Mr. Metaxa turned over a long column of figures. "Here is an actuary's table," said he. "At your time of life the average expectancy of life is only a few years even in a well-preserved man."

"Do you mean to insinuate that I am not a well-preserved man?"

"Well, Admiral, it is a trying life at sea. Sailors in their younger days are gay dogs, and take it out of themselves. Then when they grow older thy are still hard at it, and have no chance of rest or peace. I do not think a sailor's life a good one."

"I'll tell you what, sir," said the Admiral hotly. "If you have two pairs of gloves I'll undertake to knock you out under three rounds. Or I'll race you from here to St. Paul's, and my friend here will see fair. I'll let you see whether I am an old man or not."

"This is beside the question," said the moneylender with a deprecatory shrug. "The point is that if you died to-morrow where would be the security then?"

"I could insure my life, and make the policy over to you."

"Your premiums for such a sum, if any office would have you, which I very much doubt, would come to close on five hundred a year. That would hardly suit your book."

"Well, sir, what do you intend to propose?" asked the Admiral.

"I might, to accommodate you, work it in another way. I should send for a medical man, and have an opinion upon your life. Then I might see what could be done."

"That is quite fair. I have no objection to that."

"There is a very clever doctor in the street here. Proudie is his name. John, go and fetch Doctor Proudie." The youth was dispatched upon his errand, while Mr. Metaxa sat at his desk, trimming his nails, and shooting out little comments upon the weather. Presently feet were heard upon the stairs, the moneylender hurried out, there was a sound of whispering, and he returned with a large, fat, greasy-looking man, clad in a much worn frock-coat, and a very dilapidated top hat.

"Doctor Proudie, gentlemen," said Mr. Metaxa.

The doctor bowed, smiled, whipped off his hat, and produced his stethoscope from its interior with the air of a conjurer upon the stage. "Which of these gentlemen am I to examine?" he asked, blinking from one to the other of them. "Ah, it is you! Only your waistcoat! You need not undo your collar. Thank you! A full breath! Thank you! Ninety-nine! Thank you! Now hold your breath for a moment. Oh, dear, dear, what is this I hear?"

"What is it then?" asked the Admiral coolly.

"Tut! tut! This is a great pity. Have you had rheumatic fever?"

"Never."

"You have had some serious illness?"

"Never."

"Ah, you are an admiral. You have been abroad, tropics, malaria, ague – I know."

"I have never had a day's illness."

"Not to your knowledge; but you have inhaled unhealthy air, and it has left its effect. You have an organic murmur – slight but distinct."

"Is it dangerous?"

"It might at anytime become so. You should not take violent exercise."

"Oh, indeed. It would hurt me to run a half mile?"
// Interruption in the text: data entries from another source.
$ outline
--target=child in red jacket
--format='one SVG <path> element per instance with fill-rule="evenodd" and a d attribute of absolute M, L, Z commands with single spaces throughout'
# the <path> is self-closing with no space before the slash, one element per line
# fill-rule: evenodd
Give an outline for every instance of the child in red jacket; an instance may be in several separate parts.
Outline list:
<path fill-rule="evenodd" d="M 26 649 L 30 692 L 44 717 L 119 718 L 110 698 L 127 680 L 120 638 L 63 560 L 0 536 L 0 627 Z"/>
"It would be very dangerous."

"And a mile?"

"Would be almost certainly fatal."

"Then there is nothing else the matter?"

"No. But if the heart is weak, then everything is weak, and the life is not a sound one."

"You see, Admiral," remarked Mr. Metaxa, as the doctor secreted his stethoscope once more in his hat, "my remarks were not entirely uncalled for. I am sorry that the doctor's opinion is not more favorable, but this is a matter of business, and certain obvious precautions must be taken."

"Of course. Then the matter is at an end."

"Well, we might even now do business. I am most anxious to be of use to you. How long do you think, doctor, that this gentleman will in all probability live?"

"Well, well, it's rather a delicate question to answer," said Dr. Proudie, with a show of embarrassment.